For more than 30 years, T. vaginalis has proven to be an excellent organism to use to study the mechanism of action of the important antibiotic metronidazole. T. vaginalis' exquisite sensitivity to metronidazole sparked extensive research in the 1980s that uncovered an important role of hydrogenosomal ferredoxin in the activation of this prodrug. Within T. vaginalis, the hydrogenosomal protein T. vaginalis ferredoxin (Tvfd) activates the drug metronidazole. Tvfd is a small protein at 9.8 kD and 93 residues with a [2Fe-2S] cluster that participates in electron transfer reactions (7). Physiologically, Tvfd functions to shuttle electrons between pyruvate:ferredoxin oxidoreductase and hydrogenase in the metabolic cycle of T. vaginalis (8). When metronidazole is present, an electron is transferred from Tvfd to the drug.

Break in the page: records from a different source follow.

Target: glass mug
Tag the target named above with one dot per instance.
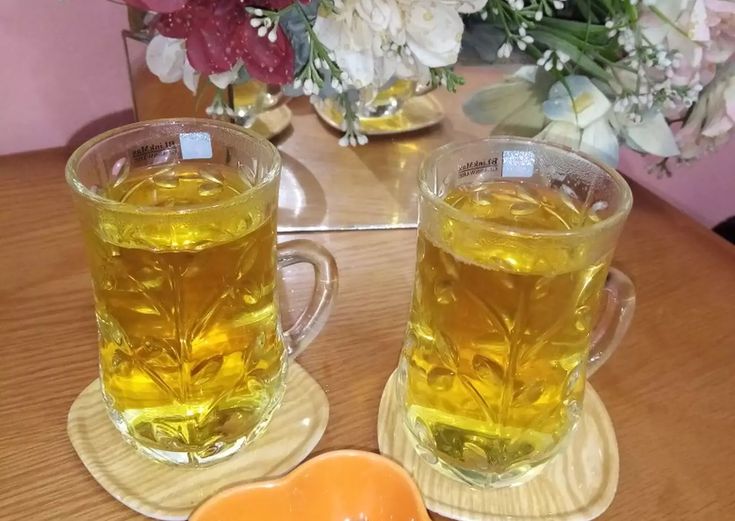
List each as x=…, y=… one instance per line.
x=179, y=221
x=514, y=304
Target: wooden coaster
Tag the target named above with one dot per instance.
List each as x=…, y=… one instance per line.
x=170, y=493
x=578, y=484
x=416, y=113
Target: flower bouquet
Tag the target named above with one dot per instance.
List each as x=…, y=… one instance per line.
x=325, y=48
x=657, y=75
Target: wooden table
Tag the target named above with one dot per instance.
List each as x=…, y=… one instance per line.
x=325, y=186
x=668, y=388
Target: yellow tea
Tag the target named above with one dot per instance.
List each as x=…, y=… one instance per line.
x=494, y=362
x=191, y=357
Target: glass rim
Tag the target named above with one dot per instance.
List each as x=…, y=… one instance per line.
x=72, y=164
x=617, y=218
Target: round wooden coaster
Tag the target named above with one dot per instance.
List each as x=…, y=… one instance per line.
x=578, y=484
x=416, y=113
x=171, y=493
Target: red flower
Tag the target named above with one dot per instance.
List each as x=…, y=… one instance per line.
x=218, y=33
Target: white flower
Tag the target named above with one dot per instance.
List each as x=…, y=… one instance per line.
x=587, y=104
x=223, y=79
x=374, y=40
x=652, y=135
x=166, y=58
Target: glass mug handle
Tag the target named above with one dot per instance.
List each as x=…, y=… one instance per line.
x=617, y=312
x=313, y=318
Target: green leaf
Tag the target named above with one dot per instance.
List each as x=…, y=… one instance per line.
x=584, y=62
x=513, y=107
x=580, y=30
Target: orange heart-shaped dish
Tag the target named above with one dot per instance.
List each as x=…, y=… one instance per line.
x=335, y=486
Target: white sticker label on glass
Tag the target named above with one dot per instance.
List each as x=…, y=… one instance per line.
x=518, y=163
x=195, y=145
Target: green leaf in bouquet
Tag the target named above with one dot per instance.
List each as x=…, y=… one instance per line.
x=584, y=31
x=512, y=106
x=584, y=62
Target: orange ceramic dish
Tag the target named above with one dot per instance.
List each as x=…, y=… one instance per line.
x=345, y=485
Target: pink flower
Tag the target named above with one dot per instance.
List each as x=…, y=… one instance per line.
x=721, y=22
x=713, y=118
x=218, y=33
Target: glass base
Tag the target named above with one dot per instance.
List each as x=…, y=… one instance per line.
x=190, y=459
x=214, y=454
x=515, y=476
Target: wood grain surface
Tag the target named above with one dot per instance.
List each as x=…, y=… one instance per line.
x=667, y=389
x=325, y=186
x=171, y=493
x=577, y=485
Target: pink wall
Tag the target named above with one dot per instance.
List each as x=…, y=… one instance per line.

Interestingly, Tvfd has a redox potential of –347 mV, which is more positive than photosynthetic [2Fe-2S] ferredoxins (e.g., –440 mV for vegetative Anabaena ferredoxin) (9) but less positive than most oxidase ferredoxins. Unfortunately, no cocrystal with both Tvfd and metronidazole exists.
The crystal structure for this protein was solved to 2.2 Å by x-ray crystallography (10). Overall, the fold was similar to that found for [2Fe-2S] vegetative and oxidase classes of ferredoxins. The average B-factors from the crystal structure were 35, 36, and 47 Å2, respectively, for the three molecules A, B, and C in the asymmetric unit (10). In addition, electron density for the third molecule in the asymmetric unit showed main chain breaks between residues 31 and 42 (10), and all molecules showed increased B-factors for this loop of residues, >80 Å2 for Asp-35 (Protein Data Bank structure 1L5P). These data suggested to us that the [2Fe-2S] active site loop was dynamic and that one of the molecules of Tvfd in the unit cell might have a different structural conformation for the loop than the other two molecules of Tvfd in the asymmetric unit. Since strict noncrystallographic symmetry restraints were used in the solution of the structures, no variations would have been seen between the backbones of the molecules in the crystal structure (10). Few waters in the interior of the protein and none within 6 Å of the active site were resolved (10). The crystal structure revealed an interesting feature of Tvfd: one side of the iron-sulfur cluster was more exposed to solvent than other similar ferredoxin structures, with a small cavity allowing one of the active site sulfurs to be just accessible. These results prompted the hypothesis that direct access to the active site cluster was responsible for the fast kinetic rates seen for the Tvfd to metronidazole electron transfer reaction: first, from the crystal structure showing an opening into the active site (10) and second, from the kinetic data that showed extremely fast metronidazole active by Tvfd (11).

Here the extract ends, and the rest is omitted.